14 thoughts on “0624-22 NY Times Crossword 24 Jun 22, Friday”

  1. 34A intrigued me a I had never of a SORORITYSQUAT. For those similarly intrigued, it apparently is a thing. Google it. A picture’s worth a thousand words.

  2. 25:17. Nice to see the blog up and running again. I notice that Bill’s times get noticeably longer the more he’s reveling with relatives – a.k.a. The Guinness/Bushmills effect….

    I didn’t realize NOODLES had become so popular that we now have BARS dedicated to them until I saw one at SFO airport.
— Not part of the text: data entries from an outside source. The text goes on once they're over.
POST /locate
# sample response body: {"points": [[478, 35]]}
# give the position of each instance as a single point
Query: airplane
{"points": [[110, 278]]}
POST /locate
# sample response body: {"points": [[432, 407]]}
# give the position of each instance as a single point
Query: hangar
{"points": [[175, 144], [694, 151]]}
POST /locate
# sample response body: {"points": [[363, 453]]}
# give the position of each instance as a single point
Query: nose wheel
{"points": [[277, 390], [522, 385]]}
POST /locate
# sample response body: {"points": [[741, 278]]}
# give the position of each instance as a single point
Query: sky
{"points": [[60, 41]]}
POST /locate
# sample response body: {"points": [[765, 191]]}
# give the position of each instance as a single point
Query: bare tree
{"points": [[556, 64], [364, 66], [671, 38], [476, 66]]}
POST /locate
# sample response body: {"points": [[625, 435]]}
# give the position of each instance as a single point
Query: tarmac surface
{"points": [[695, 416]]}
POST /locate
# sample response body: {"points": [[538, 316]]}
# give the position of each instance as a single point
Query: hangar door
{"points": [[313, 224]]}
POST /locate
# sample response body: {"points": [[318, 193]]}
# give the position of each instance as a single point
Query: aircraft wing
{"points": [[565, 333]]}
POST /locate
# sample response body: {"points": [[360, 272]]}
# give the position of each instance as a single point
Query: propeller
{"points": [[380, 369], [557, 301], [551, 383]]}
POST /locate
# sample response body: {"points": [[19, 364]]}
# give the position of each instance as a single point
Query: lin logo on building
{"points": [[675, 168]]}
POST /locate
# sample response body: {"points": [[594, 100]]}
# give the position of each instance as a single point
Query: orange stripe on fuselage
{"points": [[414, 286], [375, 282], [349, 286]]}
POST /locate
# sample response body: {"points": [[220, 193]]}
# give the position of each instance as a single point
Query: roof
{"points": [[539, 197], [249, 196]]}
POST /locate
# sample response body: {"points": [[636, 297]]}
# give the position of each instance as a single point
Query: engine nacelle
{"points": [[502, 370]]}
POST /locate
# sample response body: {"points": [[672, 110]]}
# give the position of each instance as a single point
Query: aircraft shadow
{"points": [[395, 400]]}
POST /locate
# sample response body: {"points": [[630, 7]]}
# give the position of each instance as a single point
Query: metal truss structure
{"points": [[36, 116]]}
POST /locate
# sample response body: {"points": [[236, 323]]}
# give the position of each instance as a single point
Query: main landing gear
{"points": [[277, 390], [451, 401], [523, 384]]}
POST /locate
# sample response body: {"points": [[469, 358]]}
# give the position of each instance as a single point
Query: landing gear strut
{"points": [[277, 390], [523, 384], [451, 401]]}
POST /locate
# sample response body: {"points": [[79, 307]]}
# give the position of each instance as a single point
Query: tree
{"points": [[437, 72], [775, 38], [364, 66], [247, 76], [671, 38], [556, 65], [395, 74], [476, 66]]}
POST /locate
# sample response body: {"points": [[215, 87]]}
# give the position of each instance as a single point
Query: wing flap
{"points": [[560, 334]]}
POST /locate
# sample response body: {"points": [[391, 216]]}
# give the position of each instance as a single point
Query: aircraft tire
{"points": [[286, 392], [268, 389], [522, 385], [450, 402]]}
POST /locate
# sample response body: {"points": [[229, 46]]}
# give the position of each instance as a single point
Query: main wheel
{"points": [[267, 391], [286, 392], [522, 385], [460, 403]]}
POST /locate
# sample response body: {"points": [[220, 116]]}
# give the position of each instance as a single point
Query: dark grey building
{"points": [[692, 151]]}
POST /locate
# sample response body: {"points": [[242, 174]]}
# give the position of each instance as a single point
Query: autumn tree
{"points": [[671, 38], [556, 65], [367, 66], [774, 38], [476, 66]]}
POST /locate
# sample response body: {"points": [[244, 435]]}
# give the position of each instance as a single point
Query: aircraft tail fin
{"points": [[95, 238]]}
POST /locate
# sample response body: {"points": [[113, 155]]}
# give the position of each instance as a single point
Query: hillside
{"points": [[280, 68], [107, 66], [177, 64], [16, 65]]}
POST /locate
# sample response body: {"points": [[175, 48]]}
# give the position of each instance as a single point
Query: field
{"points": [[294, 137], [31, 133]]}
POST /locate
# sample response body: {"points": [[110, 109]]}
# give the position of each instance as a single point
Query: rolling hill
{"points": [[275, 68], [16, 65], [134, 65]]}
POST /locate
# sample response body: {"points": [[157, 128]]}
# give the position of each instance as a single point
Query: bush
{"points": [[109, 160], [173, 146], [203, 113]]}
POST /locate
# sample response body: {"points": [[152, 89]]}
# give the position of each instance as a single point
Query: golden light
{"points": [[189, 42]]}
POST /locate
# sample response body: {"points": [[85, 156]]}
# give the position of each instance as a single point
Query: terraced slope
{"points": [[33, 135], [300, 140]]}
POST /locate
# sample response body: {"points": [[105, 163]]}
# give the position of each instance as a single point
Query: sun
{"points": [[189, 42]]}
I noticed there aren’t any “jellied eel” bars at airports, to bring back a bad crossword memory.

    Best –

  3. 15:13, 1 Natick.

    I never bring it up (past saying I guess at a lot sometimes or hint at how little I know), but if I did start cataloging stuff I never heard of or knew in crosswords (and stuff I picked up only from doing crosswords), it’d fill whole text blocks on most days.

      1. A “Natick” is one of those “unguessable” crosses of two proper nouns, both of which are somewhat obscure.

  4. No errors but I had a “nudge” . I had to confirm how to spell 2 names.

    Anyway , I enjoyed it.

  5. 1:17:06 and one error where two obscure foreign clues cross (53D &53A)…tell me that’s not on purpose👎👎👎
    Two setter egos strike again.
    Stay safe😀

    1. @Jack …

      I’d never heard of “BURRATA”, either, but I already had “_ESO” for 53-Down and I know that the X’s in “XOXO…” stand for kisses and I’m familiar with the song “Eso Beso”(meaning “That Kiss”) only because it has been referenced in so many crosswords I’ve done. So the “B” was a gimme, but it could easily have been otherwise … 😳.

      And … yeah … they did use these words on purpose: to provide a little extra challenge for us solvers … 😜.

      We all have to accept the fact that there will occasionally be things in the puzzles that we don’t know. (It certainly happens to me! It even happens to Bill! … 😳)

        1. While it’s true that, like a lot of others, I took a couple of language courses, that was sixty years ago and very little of what I learned really stuck with me. Most of the foreign-language words that I see in crossword puzzles are ones that I have seen many times in the course of reading English and they usually involve combinations of letters that are particularly useful as part of the fill that eases the process of creating a puzzle, so I tend to see them over and over, which fixes them in my head.

          I honestly admire your ability to do the puzzles, Jack, but you should keep in mind that we all have weak areas. (I don’t think it would go over well if I complained about all the damned references to sports and pop music that give me fits … 😜.)

  6. A mighty thrash. Filled the grid, BUT, one lookup (Ted Lasso), two wrong letters. I was swinging for the fences but only managed a bloop single. Then got thrown out trying to steal second base. Getting sent down to the minors.